Final answer:
The initial stress in the tie bar is approximately 50.92 x 10⁶ N/m². When the temperature rises to 50°C, the thermal stress is about 98 x 10⁶ N/m², leading to a resultant stress of approximately 148.92 x 10⁶ N/m². The induced force in the tie bar remains 100 kN, since the bar is rigidly held.
Step-by-step explanation:
To solve for the initial stress in the tie bar, we will apply the formula for stress (σ = F/A), where F is the force applied and A is the cross-sectional area of the bar. The initial cross-sectional area (A) can be calculated using the formula for the area of a circle (A = πd²/4). Given that the diameter (d) is 50 mm, we first convert this to meters (0.050 m) to match the units of the given modulus of elasticity (E = 200 GN/m²).

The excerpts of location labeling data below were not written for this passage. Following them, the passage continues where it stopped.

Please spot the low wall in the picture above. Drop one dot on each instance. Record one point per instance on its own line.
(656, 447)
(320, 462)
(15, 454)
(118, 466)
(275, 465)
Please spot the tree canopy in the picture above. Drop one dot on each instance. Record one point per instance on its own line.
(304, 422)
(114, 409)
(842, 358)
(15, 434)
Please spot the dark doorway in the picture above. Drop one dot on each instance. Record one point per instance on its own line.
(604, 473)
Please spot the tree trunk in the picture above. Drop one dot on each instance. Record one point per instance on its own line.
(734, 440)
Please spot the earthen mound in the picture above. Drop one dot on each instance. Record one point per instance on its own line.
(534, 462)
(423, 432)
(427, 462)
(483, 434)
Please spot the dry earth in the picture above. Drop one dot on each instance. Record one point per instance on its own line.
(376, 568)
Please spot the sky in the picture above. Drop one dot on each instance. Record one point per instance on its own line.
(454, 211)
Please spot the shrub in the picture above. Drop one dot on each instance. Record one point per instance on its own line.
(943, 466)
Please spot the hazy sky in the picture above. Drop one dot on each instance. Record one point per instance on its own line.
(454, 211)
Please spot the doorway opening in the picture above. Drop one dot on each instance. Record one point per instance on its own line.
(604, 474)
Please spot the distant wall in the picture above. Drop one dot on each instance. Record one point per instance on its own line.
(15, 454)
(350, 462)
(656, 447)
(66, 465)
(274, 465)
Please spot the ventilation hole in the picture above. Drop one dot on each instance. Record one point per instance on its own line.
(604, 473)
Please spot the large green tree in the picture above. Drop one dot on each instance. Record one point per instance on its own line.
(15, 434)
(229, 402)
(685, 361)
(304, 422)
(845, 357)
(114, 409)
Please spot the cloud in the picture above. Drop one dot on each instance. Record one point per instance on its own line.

A = π(0.050)²/4 ≈ 0.001963495 m²
Using F = 100 kN (which is 100,000 N to match unit consistency with E), we get:
σ_initial = 100,000 N / 0.001963495 m² ≈ 50.92 x 10⁶ N/m²
To determine the thermal stress when the temperature rises to 50°C, we use the relationship Δσ = EαΔT, where α is the coefficient of linear expansion and ΔT is the change in temperature.
ΔT = 50°C - 15°C = 35 K
Δσ = (200 x 10⁹ N/m²)(14 x 10⁻⁶ /K)(35 K) = 98 x 10⁶ N/m²
Because the bar is rigidly held, it cannot expand, which means this stress is purely thermal and adds onto the initial mechanical stress. Therefore, the resultant stress will be the sum of the initial stress and the thermal stress:
σ_resultant = σ_initial + Δσ ≈ 50.92 x 10⁶ N/m² + 98 x 10⁶ N/m² = 148.92 x 10⁶ N/m²
Considering the bar is constrained, there will be no additional force apart from the initial force applied; hence, the induced force remains 100 kN.